Palo Alto Networks security researchers have discovered six new vulnerabilities with the D-Link wireless home router that allows attackers to launch remote attacks.
The vulnerabilities detected with the DIR-865L model of D-Link routers are mainly used in domestic environments. In the current situation where we work from home, these vulnerabilities can pose serious threats.
Researchers have absorbed six of these vulnerabilities with the latest firmware models.

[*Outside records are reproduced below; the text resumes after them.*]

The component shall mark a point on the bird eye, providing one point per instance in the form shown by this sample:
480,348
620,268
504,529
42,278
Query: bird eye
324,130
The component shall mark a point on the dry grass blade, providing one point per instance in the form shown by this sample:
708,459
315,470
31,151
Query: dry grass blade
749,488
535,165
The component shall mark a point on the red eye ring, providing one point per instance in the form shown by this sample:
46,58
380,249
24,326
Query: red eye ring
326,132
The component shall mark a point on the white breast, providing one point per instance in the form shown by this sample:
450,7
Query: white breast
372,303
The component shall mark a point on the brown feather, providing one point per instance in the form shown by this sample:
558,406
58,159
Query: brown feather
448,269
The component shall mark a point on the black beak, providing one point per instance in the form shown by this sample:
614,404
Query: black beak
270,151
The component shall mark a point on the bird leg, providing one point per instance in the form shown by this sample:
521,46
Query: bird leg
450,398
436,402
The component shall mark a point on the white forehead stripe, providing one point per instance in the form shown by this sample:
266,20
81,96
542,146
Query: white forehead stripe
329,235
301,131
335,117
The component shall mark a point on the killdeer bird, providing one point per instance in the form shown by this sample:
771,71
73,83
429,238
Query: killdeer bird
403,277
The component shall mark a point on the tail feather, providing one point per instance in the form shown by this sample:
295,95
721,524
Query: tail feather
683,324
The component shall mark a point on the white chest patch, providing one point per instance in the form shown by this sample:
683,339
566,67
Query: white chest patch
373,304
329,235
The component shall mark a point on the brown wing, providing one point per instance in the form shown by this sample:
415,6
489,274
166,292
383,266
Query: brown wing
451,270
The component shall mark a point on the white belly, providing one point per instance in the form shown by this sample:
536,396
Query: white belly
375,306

Combining vulnerabilities can pose significant risks.
The vulnerabilities live in the router’s web interface controller, an attacker with authentication or with an active session cookie may inject arbitrary code to be executed in administrative privileges.
Multiple router web interface web pages vulnerable to CSRF. Allows an attacker to sniff web traffic and access password-protected web interface pages.
Data transferred with the SharePort Web Access portal on port 8181 is not encrypted, allowing an attacker to determine the password.
The generation of session cookies is predictable; an attacker can decide the session cookie simply by knowing the user’s access time.
Login credentials are stored in plain text, an attacker must have physical access to steal passwords.
If the administrator selects WEP (Wired Equivalent Privacy) which was deprecated in 2004 for the guest wifi network, the passwords will be sent in clear text.
The combination of all these vulnerabilities allows attackers to execute arbitrary commands, exfiltrate data, load malware, delete data or steal user credentials, reads in the Paloalto blog post.
D-Link has corrected vulnerabilities with the router, users are advised to update with the latest firmware to correct the vulnerabilities.